Wednesday, January 4, 2012

Mad man

Oh man, I was peeved.  Vexed.  Miffed. And most certainly irked.  Without going into details, let's just say that someone from somewhere called me, said that they had done something that we aren't supposed to do, and told me what I was going to do to make things whole again.

You say what, now?

Oh yes, and I was going to do it by some deadline, too.  And there was to be no dithering, and my suggestions for 127 different ways to handle the situation were just scraps of crepe paper, tossed to the wind of the other person's demands.

Well, I went and told someone, because I didn't want any of us getting splashed with beach when the ship hit the sand, and he said, "Why did ____ get this way?"

I said, "I don't know; ____ just got all whoopsy on me!"

He didn't know what "whoopsy" meant, and to be frank, until I said it, I didn't either, because the word did not exist in English, as far as I know, before I coined it just then.
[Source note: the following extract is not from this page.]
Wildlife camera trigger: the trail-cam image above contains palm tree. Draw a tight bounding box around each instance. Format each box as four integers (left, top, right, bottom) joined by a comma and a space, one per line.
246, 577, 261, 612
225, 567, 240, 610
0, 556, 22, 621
And I'm not saying it's a brilliant word (such as 'sesquipedalian') or particularly euphonious ('symphony'), or even so self-evident that you know what it means without running to the Funk & Wagnalls ('rainbow-colored') but 'whoopsy,' which can also be spelled 'oopsie' for all the people I work with care, came to be defined by the brilliant thinker and wordsmith Stephen Roblin, who said it means

"Indignant without just cause"

And I say bravo to that.  When someone goes to court hollering that they were ONLY going 45 in a 30-mph zone and "lots of other people were going even faster,"  they are being whoopsy.  When someone gets a free dessert in a restaurant because their reservation got messed up and they had to sit for a few minutes out by the wicker baskets with the duck sauce packets, fortune cookies and chopsticks for the carryout trade, and then complain that if they're getting a free dessert, they'd prefer tira misu, that's whoopsy.

And certainly, in that old story when a grandmom takes her grandson to the beach and he is bobbing around in the surf on his inflatable serpent and the tide suddenly rips and carries him out to sea and the brave lifeguard swims against the current, brings him back to the beach and performs CPR to bring him back to life, and the grandmom says to the lifeguard (as dozens cheer his heroism), "Well, he HAD a hat!" that is major league whoopsy.

The word spilled out and I'm waiting for it take hold in the local vernacular.  But then again, I'm waiting for "vernacular" to take its place in the vernacular, so anyway...


1 comment:

Kristen said...

I like whoopsy. There's a lot of whoopsy in the world. My three year-old always says oopsies when she drops something. She always includes the 's' on the end too. Part of me worries she'll still say it when she's 50. This feels a bit whoopsy of me, though, because it's awfully cute and gives me much joy.